The main impediment to achieving sustainable food production in Kenya is attributed to lower crop productivity. This is driven by, among others, poor extension systems, low input usage, and climate change since Kenya’s agriculture is mainly rainfall-dependent. Further, 80 per cent of the country is considered to be arid and semi-arid, dominated by smallholder farmers, thus less arable land for crop production expansion.

The issue of food insecurity has become a cyclic problem. Taking into consideration that 54 per cent of Kenyan household expenditure is on essential food items, households have had to increase their spending to access core staples, such as beans and maize. The government has underlined the urgent need to catalyse crop productivity, to lower the cost of living. This will not only build the resilience of farmers’ incomes but also spur rural economies through job creation, and the attainment of food security.

At Yara East Africa, through our innovative solutions and knowledge, we play a key role in the effort to close the maize yield gap. Having conducted over 2,000 soil tests, the reports indicate a widespread deficiency of nutrients like Sulphur and Zinc coupled with acidic soils (which further affect nutrient availability) that then limit the crop yield potential. Soil health, therefore, is a key building block towards increasing crop productivity; hence the reason we champion the use of the right quantity and balance of nutrients and the adoption of regenerative agricultural practices to restore soil health.

By taking the balanced crop nutrition approach, our fertiliser regimes address the nutrient deficiencies in our soils and specific crop nutrient demand. The traditional maize farmer practice recommends the use of DAP, NP 23-23-0 and CAN fertilisers, which supply only two nutrients (N and P) hence delivering yields of less than one tonne per acre. Whereas multi-nutrient fertilisers like Yara MiCROP provide up to six nutrients (N, P, K, Mg, S, and Zn) in different proportions that address the soil and crop needs, increasing the maize yields by up to 1.4 tonnes per acre.

The annual maize deficit in Kenya, ranges between 10 to 12 million bags, this can be closed quickly by ramping up extension systems to address the knowledge gaps and the adoption of multi-nutrient fertilisers. Where fertiliser regimes provide all the key nutrients to address soil deficiencies and crop needs to achieve the target yield potential. Based on local research, it is indicative that focusing on improving farmer competence in crop husbandry, and proper use of quality inputs will significantly improve smallholder production levels.

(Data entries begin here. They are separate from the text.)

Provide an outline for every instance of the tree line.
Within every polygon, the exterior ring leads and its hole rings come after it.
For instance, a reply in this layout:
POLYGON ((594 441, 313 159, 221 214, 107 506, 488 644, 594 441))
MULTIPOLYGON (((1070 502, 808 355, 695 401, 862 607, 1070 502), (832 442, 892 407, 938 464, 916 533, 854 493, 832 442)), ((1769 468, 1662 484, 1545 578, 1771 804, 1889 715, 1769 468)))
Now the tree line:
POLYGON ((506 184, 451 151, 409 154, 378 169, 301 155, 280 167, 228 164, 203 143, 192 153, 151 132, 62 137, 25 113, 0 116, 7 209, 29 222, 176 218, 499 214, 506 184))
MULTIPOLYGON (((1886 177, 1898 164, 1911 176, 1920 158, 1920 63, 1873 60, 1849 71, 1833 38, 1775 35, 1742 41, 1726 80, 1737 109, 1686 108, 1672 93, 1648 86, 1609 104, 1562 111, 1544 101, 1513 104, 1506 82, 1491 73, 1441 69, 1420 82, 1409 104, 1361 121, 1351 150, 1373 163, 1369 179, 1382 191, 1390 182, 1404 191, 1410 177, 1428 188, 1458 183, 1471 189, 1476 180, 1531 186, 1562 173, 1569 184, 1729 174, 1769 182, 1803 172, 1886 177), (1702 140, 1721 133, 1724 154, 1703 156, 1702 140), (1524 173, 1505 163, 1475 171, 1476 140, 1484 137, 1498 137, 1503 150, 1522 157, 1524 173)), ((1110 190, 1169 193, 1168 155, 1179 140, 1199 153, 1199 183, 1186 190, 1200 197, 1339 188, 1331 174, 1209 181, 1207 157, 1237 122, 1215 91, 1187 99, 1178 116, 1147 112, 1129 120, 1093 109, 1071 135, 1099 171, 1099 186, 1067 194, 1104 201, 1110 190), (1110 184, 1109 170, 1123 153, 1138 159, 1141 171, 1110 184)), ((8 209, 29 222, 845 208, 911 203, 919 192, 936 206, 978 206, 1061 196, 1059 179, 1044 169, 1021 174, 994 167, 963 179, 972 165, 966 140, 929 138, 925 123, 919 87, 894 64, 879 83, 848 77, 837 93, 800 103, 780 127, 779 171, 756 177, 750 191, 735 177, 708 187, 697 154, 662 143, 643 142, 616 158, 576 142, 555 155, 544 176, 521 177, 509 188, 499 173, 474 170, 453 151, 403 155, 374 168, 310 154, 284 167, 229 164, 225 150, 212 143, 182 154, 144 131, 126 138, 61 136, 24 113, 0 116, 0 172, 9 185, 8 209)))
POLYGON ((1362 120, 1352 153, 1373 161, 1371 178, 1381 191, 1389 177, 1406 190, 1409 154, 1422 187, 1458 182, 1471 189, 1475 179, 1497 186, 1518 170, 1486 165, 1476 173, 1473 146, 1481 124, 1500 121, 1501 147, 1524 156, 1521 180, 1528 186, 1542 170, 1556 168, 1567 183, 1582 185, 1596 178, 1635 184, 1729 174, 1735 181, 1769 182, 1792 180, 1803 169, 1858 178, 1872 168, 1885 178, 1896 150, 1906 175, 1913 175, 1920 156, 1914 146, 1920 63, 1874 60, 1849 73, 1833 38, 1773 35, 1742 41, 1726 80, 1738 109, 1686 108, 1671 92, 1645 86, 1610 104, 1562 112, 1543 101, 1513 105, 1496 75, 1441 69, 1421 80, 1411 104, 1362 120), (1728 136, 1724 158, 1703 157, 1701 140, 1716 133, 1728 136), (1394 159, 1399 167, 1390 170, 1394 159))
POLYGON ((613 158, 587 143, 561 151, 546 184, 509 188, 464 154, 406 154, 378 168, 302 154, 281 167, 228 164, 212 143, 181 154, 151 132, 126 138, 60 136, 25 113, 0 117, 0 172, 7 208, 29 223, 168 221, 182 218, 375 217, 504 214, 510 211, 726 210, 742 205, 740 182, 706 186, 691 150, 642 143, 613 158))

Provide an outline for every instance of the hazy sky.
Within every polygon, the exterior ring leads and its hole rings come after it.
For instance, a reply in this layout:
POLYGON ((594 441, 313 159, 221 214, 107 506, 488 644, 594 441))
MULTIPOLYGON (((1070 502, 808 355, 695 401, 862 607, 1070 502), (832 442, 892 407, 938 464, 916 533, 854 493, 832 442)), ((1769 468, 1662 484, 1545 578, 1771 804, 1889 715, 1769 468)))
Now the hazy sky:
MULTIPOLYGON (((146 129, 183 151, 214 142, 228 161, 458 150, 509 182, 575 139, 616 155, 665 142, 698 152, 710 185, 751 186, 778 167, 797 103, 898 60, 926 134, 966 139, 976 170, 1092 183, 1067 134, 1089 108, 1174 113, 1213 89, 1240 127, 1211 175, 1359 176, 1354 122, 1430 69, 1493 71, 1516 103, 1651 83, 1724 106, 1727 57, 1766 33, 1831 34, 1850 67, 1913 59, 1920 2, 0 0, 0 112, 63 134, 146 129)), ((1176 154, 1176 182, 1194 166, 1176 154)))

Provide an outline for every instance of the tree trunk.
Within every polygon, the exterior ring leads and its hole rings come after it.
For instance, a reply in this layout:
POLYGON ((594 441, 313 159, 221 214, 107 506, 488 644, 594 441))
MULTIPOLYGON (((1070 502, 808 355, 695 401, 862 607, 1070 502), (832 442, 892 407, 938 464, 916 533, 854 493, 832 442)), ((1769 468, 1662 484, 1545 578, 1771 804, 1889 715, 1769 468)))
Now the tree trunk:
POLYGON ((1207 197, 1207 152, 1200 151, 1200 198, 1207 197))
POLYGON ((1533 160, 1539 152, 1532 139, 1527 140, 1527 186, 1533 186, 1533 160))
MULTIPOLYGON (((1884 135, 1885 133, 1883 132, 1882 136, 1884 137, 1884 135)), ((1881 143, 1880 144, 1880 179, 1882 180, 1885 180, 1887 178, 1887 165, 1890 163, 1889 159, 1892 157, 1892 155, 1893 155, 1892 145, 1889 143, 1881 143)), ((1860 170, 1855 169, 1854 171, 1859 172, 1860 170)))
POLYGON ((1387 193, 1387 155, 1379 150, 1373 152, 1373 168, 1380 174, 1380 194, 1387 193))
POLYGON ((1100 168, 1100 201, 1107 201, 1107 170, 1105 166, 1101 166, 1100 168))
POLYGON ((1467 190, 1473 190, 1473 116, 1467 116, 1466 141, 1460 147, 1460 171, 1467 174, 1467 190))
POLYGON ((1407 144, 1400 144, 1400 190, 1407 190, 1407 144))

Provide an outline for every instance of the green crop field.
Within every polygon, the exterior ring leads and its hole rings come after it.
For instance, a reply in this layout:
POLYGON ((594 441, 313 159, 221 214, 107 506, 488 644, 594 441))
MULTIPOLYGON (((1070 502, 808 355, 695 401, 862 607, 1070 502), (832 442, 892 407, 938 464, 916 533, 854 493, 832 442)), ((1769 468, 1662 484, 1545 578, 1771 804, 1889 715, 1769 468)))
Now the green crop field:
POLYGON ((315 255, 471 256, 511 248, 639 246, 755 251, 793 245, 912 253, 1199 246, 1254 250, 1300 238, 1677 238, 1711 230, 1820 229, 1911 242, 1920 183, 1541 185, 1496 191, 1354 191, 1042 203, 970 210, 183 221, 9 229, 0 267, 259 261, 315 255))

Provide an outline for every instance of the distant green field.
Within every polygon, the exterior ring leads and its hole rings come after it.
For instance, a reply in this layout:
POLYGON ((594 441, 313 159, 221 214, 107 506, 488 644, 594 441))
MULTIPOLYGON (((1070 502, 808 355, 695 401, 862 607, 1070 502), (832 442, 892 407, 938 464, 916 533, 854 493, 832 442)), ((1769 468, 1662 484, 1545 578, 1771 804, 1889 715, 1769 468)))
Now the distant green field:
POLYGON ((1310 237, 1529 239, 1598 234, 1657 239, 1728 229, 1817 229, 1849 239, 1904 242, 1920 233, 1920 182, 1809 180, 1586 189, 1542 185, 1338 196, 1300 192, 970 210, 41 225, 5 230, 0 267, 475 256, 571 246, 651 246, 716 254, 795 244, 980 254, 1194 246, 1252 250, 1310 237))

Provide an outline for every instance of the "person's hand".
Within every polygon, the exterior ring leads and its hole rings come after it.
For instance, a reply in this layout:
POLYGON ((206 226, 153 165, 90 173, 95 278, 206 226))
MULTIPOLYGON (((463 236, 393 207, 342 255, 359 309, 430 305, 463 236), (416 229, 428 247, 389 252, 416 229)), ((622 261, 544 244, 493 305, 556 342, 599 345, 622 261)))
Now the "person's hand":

The area under maize crop in Kenya, is about 2 million hectares. We need to utilise solutions that will increase maize production within this area, to avoid further destruction of forests and natural habitats. By taking a balanced nutrition approach and applying it to 30 per cent of the current maize cropped area, which will increase yields by one tonne in every acre, the additional yield output from this focus acreage shall be 16 million bags thus closing the yield gap.